Random and evolution...

I'm somewhat of a math geek.  OK, more like a wannabe, but I try to represent.  And I have a small bone to pick with the use of the term "random" in evolutionary science.  Here's my case..

Swiping some excerpts from Wikipedia... (My emphahsis added)
The modern evolutionary synthesis ascribes the observed diversity of life to natural selection, in which some random genetic mutations are retained in the gene pool due to the non-random improved chance for survival and reproduction that those mutated genes confer on individuals who possess them.
Why do bioligists drop the word random so easily into that definition?  I don't think they can say the genetic mutations driving evolution are random unless they intend to twist the definition of random to include things they haven't figured out yet.  I don't see anything like that in this explanation of random..
randomness implies a lack of predictability. Randomness is a concept of non-order or non-coherence in a sequence of symbols or steps, such that there is no intelligible pattern or combination. 
We do know genes can mutate for a reason ...
In molecular biology and genetics, mutations are changes in a genomic sequence:  the DNA sequence of a cell's genome or the DNA or RNA sequence of a virus. Mutations are caused by radiation, viruses, transposons and mutagenic chemicals, as well as errors that occur during meiosis or DNA replication.
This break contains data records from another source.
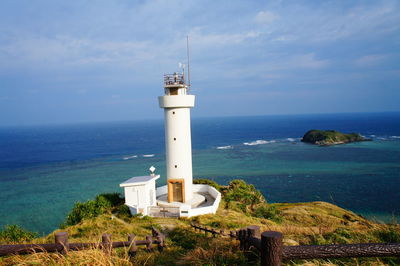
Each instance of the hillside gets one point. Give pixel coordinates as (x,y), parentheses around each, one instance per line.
(330,137)
(301,223)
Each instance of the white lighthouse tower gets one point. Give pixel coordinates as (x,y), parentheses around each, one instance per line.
(180,197)
(177,103)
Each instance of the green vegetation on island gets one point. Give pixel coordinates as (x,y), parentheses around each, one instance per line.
(242,205)
(330,137)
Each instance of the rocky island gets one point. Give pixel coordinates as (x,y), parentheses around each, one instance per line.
(330,137)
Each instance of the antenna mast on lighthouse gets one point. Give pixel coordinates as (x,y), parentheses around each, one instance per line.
(187,48)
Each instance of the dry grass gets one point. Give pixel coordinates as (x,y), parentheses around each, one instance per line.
(302,223)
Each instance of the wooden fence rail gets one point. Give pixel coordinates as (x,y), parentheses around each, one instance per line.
(62,245)
(272,251)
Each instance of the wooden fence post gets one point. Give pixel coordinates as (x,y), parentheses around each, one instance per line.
(132,247)
(271,248)
(213,232)
(62,239)
(160,243)
(106,242)
(252,231)
(149,244)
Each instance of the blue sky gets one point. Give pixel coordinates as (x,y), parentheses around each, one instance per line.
(77,61)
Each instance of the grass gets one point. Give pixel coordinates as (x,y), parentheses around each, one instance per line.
(300,223)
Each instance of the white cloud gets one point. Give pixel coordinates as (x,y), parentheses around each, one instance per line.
(265,17)
(370,60)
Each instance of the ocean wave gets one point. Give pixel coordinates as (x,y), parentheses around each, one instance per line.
(258,142)
(225,147)
(130,157)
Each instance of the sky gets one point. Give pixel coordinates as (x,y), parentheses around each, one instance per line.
(93,61)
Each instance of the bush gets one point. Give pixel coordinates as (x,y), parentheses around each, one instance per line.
(14,233)
(92,208)
(186,239)
(123,212)
(268,212)
(207,182)
(245,194)
(389,236)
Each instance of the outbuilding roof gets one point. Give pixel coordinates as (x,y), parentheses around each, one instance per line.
(138,180)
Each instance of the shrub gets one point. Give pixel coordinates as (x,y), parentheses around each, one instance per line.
(14,233)
(92,208)
(123,212)
(268,212)
(186,239)
(389,236)
(245,194)
(207,182)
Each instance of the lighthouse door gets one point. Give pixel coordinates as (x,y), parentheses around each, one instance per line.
(176,190)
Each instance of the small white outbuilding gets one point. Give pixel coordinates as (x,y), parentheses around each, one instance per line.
(140,192)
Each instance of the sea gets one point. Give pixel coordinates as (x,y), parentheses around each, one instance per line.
(45,170)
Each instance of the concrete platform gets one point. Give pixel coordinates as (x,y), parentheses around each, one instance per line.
(197,200)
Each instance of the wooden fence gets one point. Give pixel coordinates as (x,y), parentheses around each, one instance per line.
(62,245)
(273,252)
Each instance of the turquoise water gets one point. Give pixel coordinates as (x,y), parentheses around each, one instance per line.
(55,167)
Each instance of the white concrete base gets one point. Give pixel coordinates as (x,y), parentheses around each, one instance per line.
(205,200)
(195,201)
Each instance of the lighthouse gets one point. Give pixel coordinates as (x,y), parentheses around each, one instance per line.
(179,197)
(176,104)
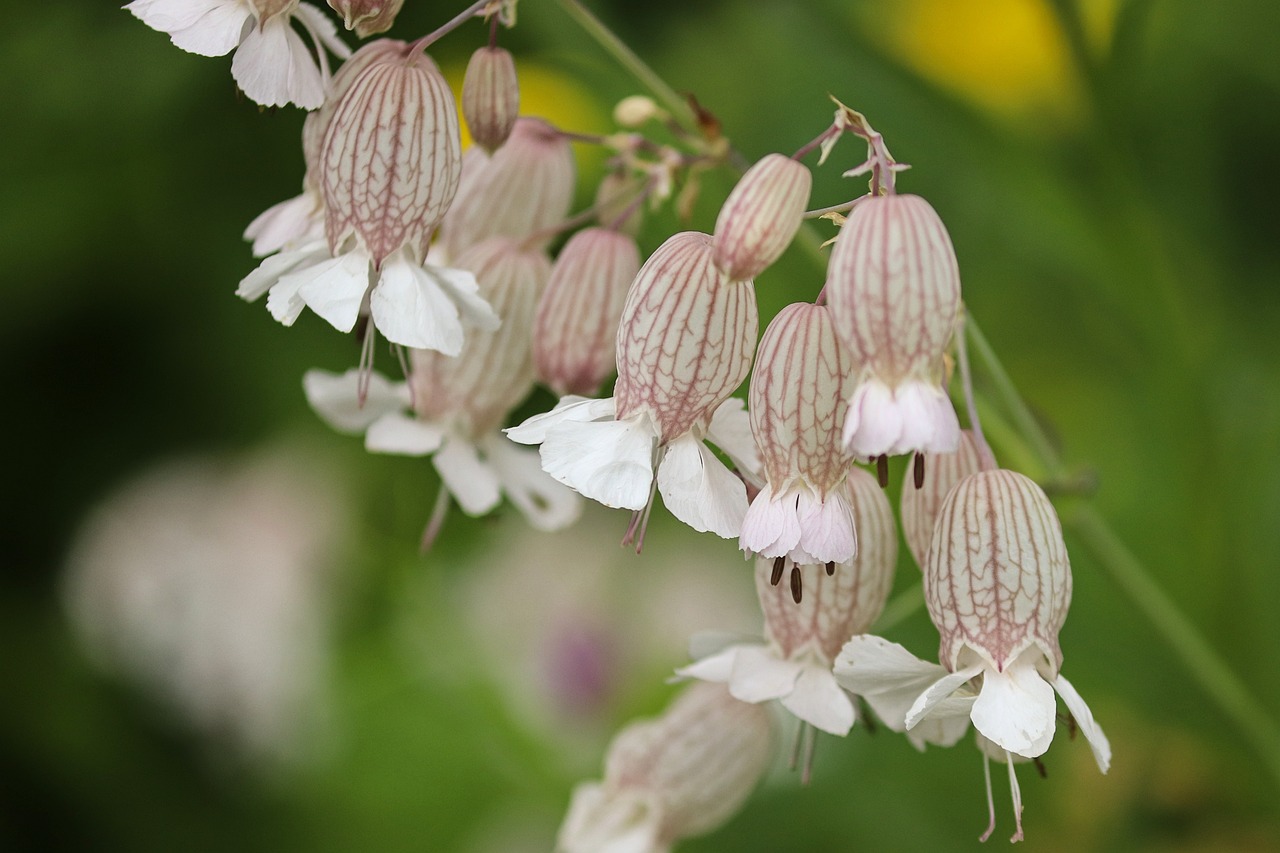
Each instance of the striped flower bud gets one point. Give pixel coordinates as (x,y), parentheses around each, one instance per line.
(801,377)
(368,17)
(490,96)
(675,776)
(525,187)
(575,331)
(762,215)
(391,158)
(941,473)
(894,291)
(804,633)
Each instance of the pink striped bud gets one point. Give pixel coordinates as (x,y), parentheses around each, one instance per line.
(391,158)
(575,331)
(762,215)
(525,187)
(675,776)
(997,580)
(894,291)
(801,377)
(493,373)
(685,340)
(368,17)
(490,96)
(942,471)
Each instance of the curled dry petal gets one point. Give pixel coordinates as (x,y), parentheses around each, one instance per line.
(575,331)
(490,96)
(762,215)
(686,337)
(997,576)
(391,158)
(835,607)
(494,369)
(941,473)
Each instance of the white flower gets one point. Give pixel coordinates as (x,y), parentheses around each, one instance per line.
(272,64)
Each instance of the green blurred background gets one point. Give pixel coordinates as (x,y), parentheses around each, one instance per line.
(1109,173)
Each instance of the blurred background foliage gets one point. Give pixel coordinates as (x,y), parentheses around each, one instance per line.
(1109,170)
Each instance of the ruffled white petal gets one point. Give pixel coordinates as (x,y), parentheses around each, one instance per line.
(336,397)
(403,436)
(1016,710)
(819,701)
(469,479)
(547,503)
(699,491)
(1091,730)
(607,461)
(334,290)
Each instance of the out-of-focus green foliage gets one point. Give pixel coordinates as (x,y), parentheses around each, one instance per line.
(1110,182)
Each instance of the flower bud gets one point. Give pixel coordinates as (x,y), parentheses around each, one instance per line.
(894,291)
(575,331)
(762,215)
(526,186)
(997,579)
(686,337)
(368,17)
(391,158)
(671,778)
(490,96)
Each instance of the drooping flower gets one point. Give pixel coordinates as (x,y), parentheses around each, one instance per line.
(800,379)
(272,64)
(894,291)
(684,345)
(762,215)
(675,776)
(389,167)
(997,584)
(803,638)
(453,407)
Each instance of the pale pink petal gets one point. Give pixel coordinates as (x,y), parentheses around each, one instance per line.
(699,491)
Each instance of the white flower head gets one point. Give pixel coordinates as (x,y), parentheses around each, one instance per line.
(675,776)
(894,290)
(685,343)
(798,387)
(272,64)
(804,633)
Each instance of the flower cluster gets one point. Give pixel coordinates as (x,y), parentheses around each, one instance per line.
(448,255)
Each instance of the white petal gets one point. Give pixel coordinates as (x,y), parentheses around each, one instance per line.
(941,689)
(336,397)
(759,674)
(470,480)
(1091,730)
(1016,710)
(818,701)
(403,436)
(699,491)
(411,309)
(547,503)
(568,409)
(334,290)
(607,461)
(273,67)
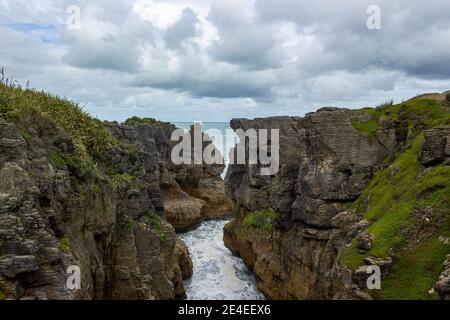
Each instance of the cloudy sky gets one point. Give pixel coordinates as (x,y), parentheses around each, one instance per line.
(208,60)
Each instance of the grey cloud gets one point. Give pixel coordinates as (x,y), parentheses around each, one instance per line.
(243,42)
(183,29)
(412,38)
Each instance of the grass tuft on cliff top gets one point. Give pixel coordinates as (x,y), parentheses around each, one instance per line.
(395,204)
(89,134)
(138,120)
(414,114)
(261,220)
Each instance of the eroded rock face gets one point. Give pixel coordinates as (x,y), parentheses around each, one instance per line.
(190,193)
(436,147)
(324,164)
(55,214)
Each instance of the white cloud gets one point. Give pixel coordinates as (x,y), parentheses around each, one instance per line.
(186,59)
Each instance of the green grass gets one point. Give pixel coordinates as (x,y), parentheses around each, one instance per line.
(414,274)
(89,134)
(388,202)
(261,220)
(158,225)
(64,244)
(137,120)
(415,114)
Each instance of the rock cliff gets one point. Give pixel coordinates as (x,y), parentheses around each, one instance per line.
(353,190)
(99,196)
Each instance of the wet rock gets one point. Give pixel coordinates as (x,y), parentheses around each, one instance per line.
(436,146)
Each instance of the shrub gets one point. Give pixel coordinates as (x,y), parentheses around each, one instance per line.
(137,120)
(261,220)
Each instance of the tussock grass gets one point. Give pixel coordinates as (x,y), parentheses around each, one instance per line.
(261,220)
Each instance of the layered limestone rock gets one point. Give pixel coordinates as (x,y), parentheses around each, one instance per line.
(294,228)
(324,165)
(54,216)
(190,193)
(58,209)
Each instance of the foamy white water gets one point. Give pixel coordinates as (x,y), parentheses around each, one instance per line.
(218,275)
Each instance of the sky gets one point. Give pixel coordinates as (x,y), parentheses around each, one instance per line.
(210,60)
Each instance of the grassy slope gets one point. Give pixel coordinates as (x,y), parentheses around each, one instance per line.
(397,205)
(89,172)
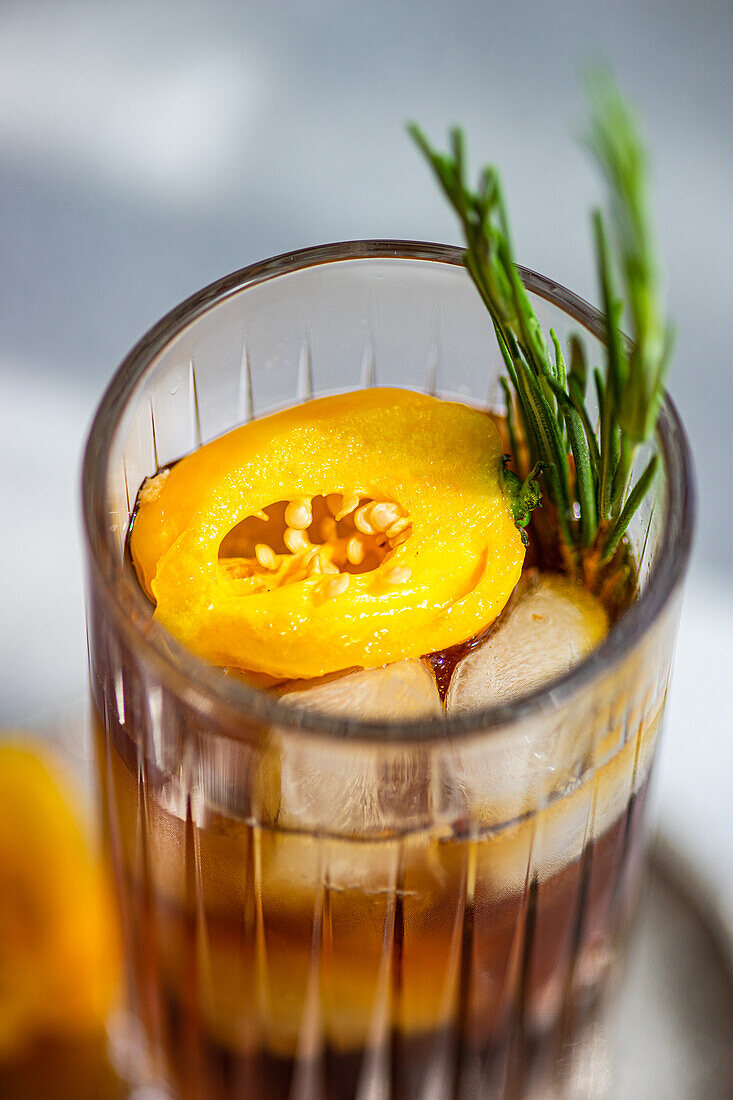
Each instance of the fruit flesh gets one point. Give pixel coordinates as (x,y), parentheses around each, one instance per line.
(402,457)
(321,939)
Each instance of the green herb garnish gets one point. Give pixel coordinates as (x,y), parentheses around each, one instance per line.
(586,462)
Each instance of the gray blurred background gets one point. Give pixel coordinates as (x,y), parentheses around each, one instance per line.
(149,146)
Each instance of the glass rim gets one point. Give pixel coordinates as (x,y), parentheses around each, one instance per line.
(205,685)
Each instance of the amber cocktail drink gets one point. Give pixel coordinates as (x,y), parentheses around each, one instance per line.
(330,901)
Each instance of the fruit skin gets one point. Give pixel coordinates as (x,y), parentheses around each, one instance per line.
(439,460)
(58,947)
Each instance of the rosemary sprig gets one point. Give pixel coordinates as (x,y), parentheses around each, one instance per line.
(586,463)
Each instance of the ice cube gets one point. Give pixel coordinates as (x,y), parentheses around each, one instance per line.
(553,625)
(402,691)
(340,785)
They can also be induced by the organism itself, by cellular processes such as hyperpermutation.
So why refer to the the beneficial gene mutations responsible for evolution as random and overlook potential patterns between environmental effects and  gene mutations? Why is that slight distinction even important?  Here's my thinking.. Genes mutating similarly among many individuals within a species due to a common environmental cause are more responsible for evolution than genes that just mutated randomly among individual members of a species.  

It accelerates the speed we might otherwise predict for the evolutionary processes.  If a beneficial genetic mutation happens only randomly it will be less likely to propagate its entire species than if a large number of a species experience the same beneficial genetic mutation after exposure to the same environmental cause.  Granted the same exposure will create unpredictable mutations from one organism to another, but in a large population patterns will result.
There is some recent evidence to support the case against random..  Lizards Evolve Rapidly Once Introduced on Different Island    Its not even plausible that such useful mutations occured randomly so soon. There must have been some environmental cause that resulted in the genetic mutation and the resulting leap forward in the evolutionary processes.  And in my book, if it happens for a reason, its not random.